The use of blocks is an optimisation. In principle we could add individual transactions to the chain one by one, but that would add a huge consensus overhead. So blocks are batches of transactions, and sometimes people argue about how big those blocks should be. In Bitcoin, the block size is limited by the number of bytes of data in the block. In Ethereum's execution chain, the block size is limited by the block gas limit (that is, the amount of work needed to run the transactions in the block). Beacon block sizes are limited by hard-coded constants.

Block trees

Our neat diagram of a nice linear chain will for the most part reflect what we see in practice, but not always. Sometimes, due perhaps to network delays, or a dishonest block proposer, or client bugs, any particular node might see something more like the following.

A diagram of a block tree.

In general, we might end up with a block tree rather than a block chain. Again, time moves from left to right and each block points to the parent block it builds on.

In real networks we can end up with something more like a block tree than a block chain.
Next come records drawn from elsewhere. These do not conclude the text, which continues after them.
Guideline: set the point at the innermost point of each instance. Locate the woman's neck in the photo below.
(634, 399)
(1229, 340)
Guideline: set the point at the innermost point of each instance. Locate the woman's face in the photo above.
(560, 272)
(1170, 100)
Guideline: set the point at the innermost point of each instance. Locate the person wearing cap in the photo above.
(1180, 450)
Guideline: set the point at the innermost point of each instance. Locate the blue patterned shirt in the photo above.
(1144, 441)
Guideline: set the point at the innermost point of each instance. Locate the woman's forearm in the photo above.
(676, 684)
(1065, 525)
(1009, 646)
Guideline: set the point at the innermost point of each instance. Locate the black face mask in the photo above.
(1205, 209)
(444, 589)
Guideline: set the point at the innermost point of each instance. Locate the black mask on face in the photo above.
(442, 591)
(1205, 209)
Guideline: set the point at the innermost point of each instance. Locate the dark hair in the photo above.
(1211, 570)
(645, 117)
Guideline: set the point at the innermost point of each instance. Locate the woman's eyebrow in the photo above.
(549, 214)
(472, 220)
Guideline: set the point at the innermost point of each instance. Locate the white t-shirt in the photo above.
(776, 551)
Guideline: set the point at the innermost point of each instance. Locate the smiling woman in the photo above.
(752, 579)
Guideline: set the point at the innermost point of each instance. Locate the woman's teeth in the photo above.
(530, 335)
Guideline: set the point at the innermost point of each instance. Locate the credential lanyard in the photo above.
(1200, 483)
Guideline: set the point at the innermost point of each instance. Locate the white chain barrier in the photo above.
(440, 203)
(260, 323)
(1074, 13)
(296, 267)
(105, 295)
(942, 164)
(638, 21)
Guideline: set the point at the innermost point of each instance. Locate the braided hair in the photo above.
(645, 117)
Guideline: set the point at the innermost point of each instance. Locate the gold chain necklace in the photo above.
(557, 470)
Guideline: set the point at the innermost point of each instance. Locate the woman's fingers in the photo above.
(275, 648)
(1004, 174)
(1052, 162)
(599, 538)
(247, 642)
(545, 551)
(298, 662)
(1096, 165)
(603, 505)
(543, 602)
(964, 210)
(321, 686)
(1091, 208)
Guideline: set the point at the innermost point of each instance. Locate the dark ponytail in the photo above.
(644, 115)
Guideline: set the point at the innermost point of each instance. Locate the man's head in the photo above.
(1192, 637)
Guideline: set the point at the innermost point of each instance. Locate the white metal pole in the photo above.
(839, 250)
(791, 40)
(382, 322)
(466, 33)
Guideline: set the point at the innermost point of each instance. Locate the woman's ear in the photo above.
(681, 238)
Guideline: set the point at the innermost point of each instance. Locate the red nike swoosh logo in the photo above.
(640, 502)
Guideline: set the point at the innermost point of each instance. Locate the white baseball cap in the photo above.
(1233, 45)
In this example very few blocks are built on their "obvious" parent.

Why did the proposer of block CC build on AA rather than BB?

  • It may be that the proposer of CC had not received block BB by the time it was ready to make its proposal.
  • It may be that the proposer of CC deliberately wanted to exclude block BB from its chain, for example to steal its transactions, or to censor some transaction in BB.
  • It may be that the proposer of CC thought that block BB was invalid for some reason.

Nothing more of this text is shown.